For CES Honda put me up in the Conrad Hotel, a part of the Resorts World complex, which sits directly across South Las Vegas Boulevard from the Las Vegas Convention Center — the site of CES. I cannot stress enough how close together these two buildings are.
Yet, for some reason, Resorts World and the LVCC are connected by the Vegas Loop, one of Elon Musk’s dumber (though far from the most evil) ideas. Traveling from Resorts World to the convention center’s West Station takes a full two minutes through the Loop, which I filmed for you in their entirety:
Riveting stuff, I know, but the video doesn’t show how sketchy the tunnel seemed. After purchasing the ticket, scanning a screenshot of the ticket a few feet away, and waiting for eight minutes in what was functionally a parking garage for a Tesla to actually show up and ferry me across the street, my personal Charon’s arrival was heralded by a cacophony of squeaks, rattles, and groans from the approaching Model Y. Former Jalop Adam Ismail and I both broke out laughing.
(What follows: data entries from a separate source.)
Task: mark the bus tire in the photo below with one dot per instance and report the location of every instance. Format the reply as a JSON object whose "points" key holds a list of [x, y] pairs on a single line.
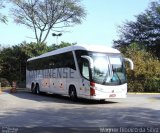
{"points": [[72, 93]]}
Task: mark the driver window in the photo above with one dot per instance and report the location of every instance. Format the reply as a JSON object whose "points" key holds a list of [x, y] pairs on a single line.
{"points": [[85, 69]]}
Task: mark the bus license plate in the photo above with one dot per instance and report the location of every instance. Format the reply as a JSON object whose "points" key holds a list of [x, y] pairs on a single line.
{"points": [[112, 95]]}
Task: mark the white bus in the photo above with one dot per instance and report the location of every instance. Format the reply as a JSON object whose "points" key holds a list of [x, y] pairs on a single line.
{"points": [[91, 72]]}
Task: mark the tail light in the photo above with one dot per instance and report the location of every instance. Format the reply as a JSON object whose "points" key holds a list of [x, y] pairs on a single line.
{"points": [[92, 89]]}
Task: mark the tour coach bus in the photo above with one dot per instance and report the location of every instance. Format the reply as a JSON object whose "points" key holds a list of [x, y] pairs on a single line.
{"points": [[91, 72]]}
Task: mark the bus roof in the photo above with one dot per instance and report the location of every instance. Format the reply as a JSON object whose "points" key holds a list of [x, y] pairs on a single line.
{"points": [[94, 48]]}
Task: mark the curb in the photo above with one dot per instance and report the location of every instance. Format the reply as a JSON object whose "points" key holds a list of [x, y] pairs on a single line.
{"points": [[143, 93]]}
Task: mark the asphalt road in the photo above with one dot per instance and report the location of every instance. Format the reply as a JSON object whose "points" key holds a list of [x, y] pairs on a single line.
{"points": [[24, 109]]}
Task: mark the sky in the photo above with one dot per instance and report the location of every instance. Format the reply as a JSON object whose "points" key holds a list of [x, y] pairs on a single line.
{"points": [[100, 27]]}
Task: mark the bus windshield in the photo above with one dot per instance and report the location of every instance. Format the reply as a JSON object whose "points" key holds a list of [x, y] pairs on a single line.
{"points": [[108, 69]]}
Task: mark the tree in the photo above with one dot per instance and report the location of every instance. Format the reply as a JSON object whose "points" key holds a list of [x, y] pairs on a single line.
{"points": [[145, 30], [45, 15], [13, 60], [3, 18]]}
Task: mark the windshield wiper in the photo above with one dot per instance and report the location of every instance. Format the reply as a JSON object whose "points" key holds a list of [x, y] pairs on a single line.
{"points": [[105, 78]]}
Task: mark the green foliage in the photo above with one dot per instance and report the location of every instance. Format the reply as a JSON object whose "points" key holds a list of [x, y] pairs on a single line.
{"points": [[3, 18], [146, 70], [145, 30]]}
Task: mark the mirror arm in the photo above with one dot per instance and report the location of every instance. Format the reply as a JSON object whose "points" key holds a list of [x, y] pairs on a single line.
{"points": [[89, 59]]}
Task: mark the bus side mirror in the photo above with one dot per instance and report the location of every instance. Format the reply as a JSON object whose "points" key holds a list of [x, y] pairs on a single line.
{"points": [[130, 62], [90, 60]]}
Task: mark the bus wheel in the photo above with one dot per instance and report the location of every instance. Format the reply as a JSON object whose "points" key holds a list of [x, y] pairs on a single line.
{"points": [[33, 88], [72, 93]]}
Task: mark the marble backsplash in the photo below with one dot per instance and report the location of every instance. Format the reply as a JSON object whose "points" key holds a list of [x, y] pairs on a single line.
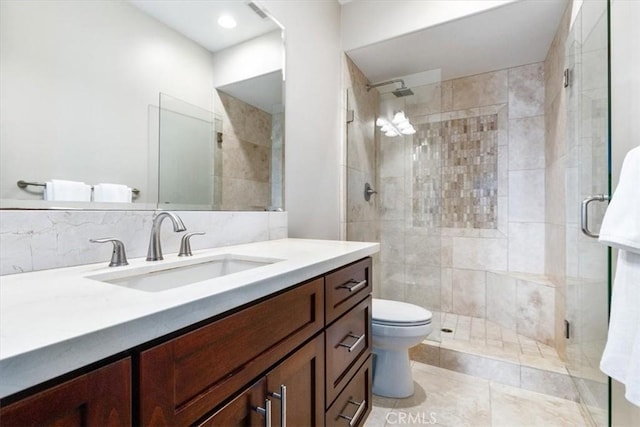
{"points": [[38, 240]]}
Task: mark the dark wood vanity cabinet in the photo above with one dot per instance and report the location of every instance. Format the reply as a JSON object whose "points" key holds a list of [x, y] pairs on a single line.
{"points": [[300, 357], [348, 379], [99, 398], [183, 380], [293, 390]]}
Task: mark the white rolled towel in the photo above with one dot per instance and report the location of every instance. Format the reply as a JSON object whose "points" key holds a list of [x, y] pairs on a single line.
{"points": [[111, 193], [67, 191]]}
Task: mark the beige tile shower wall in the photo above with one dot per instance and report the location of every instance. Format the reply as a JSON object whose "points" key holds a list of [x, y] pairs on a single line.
{"points": [[246, 154], [361, 215], [555, 109], [517, 245], [416, 259]]}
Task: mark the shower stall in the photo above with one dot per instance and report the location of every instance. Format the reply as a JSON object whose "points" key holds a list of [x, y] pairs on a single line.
{"points": [[478, 211]]}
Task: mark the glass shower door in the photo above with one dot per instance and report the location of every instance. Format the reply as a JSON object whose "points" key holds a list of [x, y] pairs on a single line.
{"points": [[587, 176]]}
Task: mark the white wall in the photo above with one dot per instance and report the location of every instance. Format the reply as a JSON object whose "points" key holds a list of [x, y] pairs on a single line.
{"points": [[252, 58], [366, 22], [625, 133], [313, 115], [77, 81]]}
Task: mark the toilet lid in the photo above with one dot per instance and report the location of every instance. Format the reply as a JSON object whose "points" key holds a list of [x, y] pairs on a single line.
{"points": [[398, 313]]}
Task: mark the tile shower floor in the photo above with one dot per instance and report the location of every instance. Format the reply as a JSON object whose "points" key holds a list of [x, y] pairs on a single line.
{"points": [[481, 374]]}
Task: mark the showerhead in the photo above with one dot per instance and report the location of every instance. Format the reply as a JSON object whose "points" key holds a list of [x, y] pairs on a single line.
{"points": [[402, 91]]}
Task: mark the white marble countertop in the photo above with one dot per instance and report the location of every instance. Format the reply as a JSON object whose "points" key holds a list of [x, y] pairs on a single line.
{"points": [[55, 321]]}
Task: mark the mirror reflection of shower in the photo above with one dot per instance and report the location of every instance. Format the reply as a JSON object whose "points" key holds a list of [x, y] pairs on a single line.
{"points": [[399, 92]]}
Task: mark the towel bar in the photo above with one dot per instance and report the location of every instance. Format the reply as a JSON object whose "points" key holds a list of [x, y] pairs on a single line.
{"points": [[25, 184]]}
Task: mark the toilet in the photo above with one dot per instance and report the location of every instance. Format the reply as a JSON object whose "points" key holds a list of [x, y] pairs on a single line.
{"points": [[396, 326]]}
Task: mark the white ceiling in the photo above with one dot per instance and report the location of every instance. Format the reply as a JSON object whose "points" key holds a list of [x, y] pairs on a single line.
{"points": [[198, 20], [514, 34], [264, 92]]}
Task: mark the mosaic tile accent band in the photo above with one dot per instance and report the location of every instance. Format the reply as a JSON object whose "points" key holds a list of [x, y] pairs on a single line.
{"points": [[455, 173]]}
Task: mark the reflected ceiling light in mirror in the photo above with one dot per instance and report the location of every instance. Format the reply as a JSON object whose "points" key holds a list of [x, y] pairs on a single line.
{"points": [[227, 21], [399, 125]]}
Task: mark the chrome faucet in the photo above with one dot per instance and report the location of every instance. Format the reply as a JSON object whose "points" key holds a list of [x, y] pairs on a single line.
{"points": [[155, 249]]}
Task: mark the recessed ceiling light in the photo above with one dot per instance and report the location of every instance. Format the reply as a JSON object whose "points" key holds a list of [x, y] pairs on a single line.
{"points": [[226, 21]]}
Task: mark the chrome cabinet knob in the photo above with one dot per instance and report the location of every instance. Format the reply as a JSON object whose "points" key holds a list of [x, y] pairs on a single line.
{"points": [[118, 257]]}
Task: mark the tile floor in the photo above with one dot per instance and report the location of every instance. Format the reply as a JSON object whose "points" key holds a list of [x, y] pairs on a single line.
{"points": [[493, 377], [447, 398]]}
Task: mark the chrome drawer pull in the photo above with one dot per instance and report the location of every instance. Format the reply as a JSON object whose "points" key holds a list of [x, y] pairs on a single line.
{"points": [[354, 420], [355, 344], [282, 396], [353, 285], [266, 412]]}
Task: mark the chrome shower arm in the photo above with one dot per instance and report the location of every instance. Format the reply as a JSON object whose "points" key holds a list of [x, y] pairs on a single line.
{"points": [[371, 86]]}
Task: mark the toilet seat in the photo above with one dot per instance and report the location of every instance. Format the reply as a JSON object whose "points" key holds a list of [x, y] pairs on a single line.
{"points": [[400, 314]]}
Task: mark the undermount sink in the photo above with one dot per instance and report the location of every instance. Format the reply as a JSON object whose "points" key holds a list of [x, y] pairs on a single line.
{"points": [[176, 275]]}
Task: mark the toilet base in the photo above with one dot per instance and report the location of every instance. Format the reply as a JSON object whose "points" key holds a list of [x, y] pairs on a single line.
{"points": [[392, 374]]}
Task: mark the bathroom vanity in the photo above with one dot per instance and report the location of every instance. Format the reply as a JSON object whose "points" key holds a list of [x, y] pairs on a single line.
{"points": [[293, 343]]}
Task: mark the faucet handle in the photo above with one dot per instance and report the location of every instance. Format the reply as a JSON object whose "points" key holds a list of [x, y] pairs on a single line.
{"points": [[118, 257], [185, 243]]}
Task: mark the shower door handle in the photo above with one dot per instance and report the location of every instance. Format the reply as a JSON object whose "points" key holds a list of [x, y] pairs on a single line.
{"points": [[584, 213]]}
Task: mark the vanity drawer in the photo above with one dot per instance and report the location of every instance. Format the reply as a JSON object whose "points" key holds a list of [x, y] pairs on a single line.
{"points": [[353, 405], [348, 342], [187, 377], [346, 287]]}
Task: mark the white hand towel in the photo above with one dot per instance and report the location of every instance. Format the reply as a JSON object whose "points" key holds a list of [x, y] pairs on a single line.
{"points": [[111, 193], [48, 191], [621, 357], [621, 229], [70, 191], [621, 223]]}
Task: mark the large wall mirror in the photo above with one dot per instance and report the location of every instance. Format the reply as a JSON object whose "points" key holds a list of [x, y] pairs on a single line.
{"points": [[151, 94]]}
The ride itself was shockingly bumpy, weirdly variable in tunnel depth, and passed through areas that looked more like the backstage of a black box theater than the uneven-LED-strips-on-concrete aesthetic of the Boring Company’s tunnels. I did, however, find a single emergency exit within the tunnels — an unexpected but appreciated accommodation. All in all, from ticket purchase to arrival at the LVCC, I spent 10 minutes in Musk’s tunnel network.
Despite the incredible care and attention shown to my safety, I decided to make the day a comparison test. Rather than taking the Loop back to my hotel later on, I did something that many CES-goers found unconscionable: I walked back, even daring to cross the street.
The walk took me 11 whole minutes, just a single extra minute compared to the time I spent in the Vegas Loop rigamarole. My hair did end up a bit more windswept by the end of the return trip, but those were far from normal winds as my phone had been blasted by weather alerts about them all morning. I also should have worn a jacket, but that one is entirely on me. I keep forgetting that anywhere west of Colorado can be cold.
All in all, having compared the Vegas Loop side by side with its biggest competitor — a crosswalk — I’ve come to the conclusion that the Loop is even more pointless than I’d imagined. It’s truly a monument to Elon Musk’s personal wealth and deep loathing of anything that isn’t His, and it’s quite possibly the worst way to move people from one side of a street to the other. Even Las Vegas deserves better.